Ma la parte più rilevante, e cioè utile non solo a riportare alla luce un Garboli disperso, ma per sua propria consistenza, è la terza del volume, con qualche sorpresa come lo scritto su Gianni Brera o un articolo dedicato a Benjamin, sulla cui opera Garboli non tornerà («Quello che Benjamin non aveva previsto, era che nella società di massa soltanto le tecniche estetiche possono diventare una forma autentica e fredda di religione»). Spicca per valore documentario la messa a punto sulla Storia morantiana quale romanzo (I conti con la Storia) e anche in quanto caso editoriale (Lo scandalo è la poesia: «Abbiamo assistito all’esplosione di un caso letterario, o all’eruzione di un formicaio impazzito? Chiunque sia dotato di senso delle proporzioni e possieda, come critico, un po’ di dignità professionale non ha fatto a tempo a indignarsi. È solo costernato, stupefatto dal grado di puerilità ‘littoria’, di stupidità ginnasiale con cui è stato organizzato il goffo tentativo di linciaggio»).
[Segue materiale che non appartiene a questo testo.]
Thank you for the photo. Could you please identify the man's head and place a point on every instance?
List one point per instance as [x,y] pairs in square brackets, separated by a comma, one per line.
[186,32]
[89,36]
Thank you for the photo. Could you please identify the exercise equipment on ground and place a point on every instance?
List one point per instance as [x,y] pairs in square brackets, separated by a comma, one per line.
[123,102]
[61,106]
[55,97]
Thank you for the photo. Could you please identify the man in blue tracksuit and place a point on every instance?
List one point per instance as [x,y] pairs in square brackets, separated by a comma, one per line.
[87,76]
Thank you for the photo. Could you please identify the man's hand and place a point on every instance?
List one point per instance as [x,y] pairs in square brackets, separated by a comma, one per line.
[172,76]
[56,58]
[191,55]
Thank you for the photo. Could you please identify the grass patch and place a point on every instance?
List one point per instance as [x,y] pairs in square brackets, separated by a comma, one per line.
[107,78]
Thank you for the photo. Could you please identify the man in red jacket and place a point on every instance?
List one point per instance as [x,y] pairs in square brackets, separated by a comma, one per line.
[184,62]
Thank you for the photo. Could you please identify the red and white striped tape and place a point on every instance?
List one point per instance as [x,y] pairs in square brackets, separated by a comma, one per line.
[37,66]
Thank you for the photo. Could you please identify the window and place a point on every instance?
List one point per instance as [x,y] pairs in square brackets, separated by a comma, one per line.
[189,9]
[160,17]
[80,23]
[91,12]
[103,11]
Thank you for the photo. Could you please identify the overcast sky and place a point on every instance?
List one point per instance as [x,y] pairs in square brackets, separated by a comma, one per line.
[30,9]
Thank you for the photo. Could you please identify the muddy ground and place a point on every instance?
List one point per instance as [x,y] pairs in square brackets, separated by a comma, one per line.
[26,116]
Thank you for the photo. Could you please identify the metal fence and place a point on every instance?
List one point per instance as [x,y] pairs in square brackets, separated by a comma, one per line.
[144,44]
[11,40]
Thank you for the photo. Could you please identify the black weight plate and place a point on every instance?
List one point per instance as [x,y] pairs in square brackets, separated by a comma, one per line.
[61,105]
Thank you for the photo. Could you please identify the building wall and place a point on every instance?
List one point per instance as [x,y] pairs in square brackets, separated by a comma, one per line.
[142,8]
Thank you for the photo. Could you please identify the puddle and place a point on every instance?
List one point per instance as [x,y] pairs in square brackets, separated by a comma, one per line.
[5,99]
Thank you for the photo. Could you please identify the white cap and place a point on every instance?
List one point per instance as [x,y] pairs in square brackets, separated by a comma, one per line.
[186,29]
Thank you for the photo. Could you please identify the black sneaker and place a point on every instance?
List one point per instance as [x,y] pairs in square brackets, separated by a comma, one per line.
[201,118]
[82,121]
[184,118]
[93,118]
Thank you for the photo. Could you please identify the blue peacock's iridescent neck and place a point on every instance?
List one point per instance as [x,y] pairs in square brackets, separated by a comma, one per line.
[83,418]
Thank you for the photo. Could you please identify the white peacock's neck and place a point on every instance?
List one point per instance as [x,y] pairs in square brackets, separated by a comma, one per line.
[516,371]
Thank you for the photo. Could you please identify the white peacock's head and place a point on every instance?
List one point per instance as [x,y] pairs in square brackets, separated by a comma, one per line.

Ma il capitolo di maggior rilievo è quello che porta a titolo I figli rissosi delle tenebre, un breve viaggio tra i caravaggeschi occasionato dalla mostra in palazzo Pitti del 1970 e in realtà omaggio a Roberto Longhi, scomparso il 3 giugno di quello stesso anno. Il necrologio del Maestro fu accolto in Falbalas. Non questo articolo. Ricorda Scarpa come l’incipit di I figli rissosi  – «Quando, insomma, cominciarono a dipingersi quadri caravaggeschi?» – sia una citazione dal grande saggio longhiano del 1943. «Ora, lasciare esposta una tale citazione tra le pagine di un libro pubblicato nel 1990 avrebbe significato per Garboli propalare una fonte, l’origine della detonazione che apre il saggio Longhi lettore pubblicato nel 1980: “Se non fossero mai stati dipinti dei quadri, Longhi avrebbe mai scritto un rigo?”» È una buona ipotesi, ma vale anche il contrario, se l’occultare è una mossa della partita tanto quanto l’aprire spavaldamente. In ogni caso, ci sarebbe voluto un lettore pronto a ricordarsi lì per lì di Longhi, pronto all’agnizione di lettura, o almeno al confronto immediato.

 

La gioia della partita è anch’esso un libro pronto a concedere una serie di agnizioni: andrà letto con lentezza per evidenziarne i richiami continui alle opere già raccolte in volume. Ma in sé, da solo, basterebbe alla collocazione di Garboli, come autore, in un posto di grande visibilità nel paesaggio secondo-novecentesco. E basta a dire, dunque, che l’invisibilità perseguita così a lungo aveva essa stessa un tratto d’autore. Tale tratto si scorge infatti non solo nelle tracce lasciate ma, ugualmente, negli accantonamenti così convintamente messi in atto. Si sa, per dire, che tale atteggiamento riguardava non solo gli articoli lasciati in disparate sedi – e ora qui raccolti – ma anche La stanza separata, che in vita non volle mai ristampare nonostante le richieste (preferì che la ristampa fosse postuma). Come se ci fosse la volontà di separarsi da una parte della propria vita, o di tenerla a lato, o in memoria: magari per non farla svaporare offrendola a troppi sguardi, o per tenerla come un talismano, un serbatoio di energie e di idee. Ma oltre la supposizione, almeno per adesso, non si può andare.

 

Questo articolo è già uscito in forma più breve su “Alias”.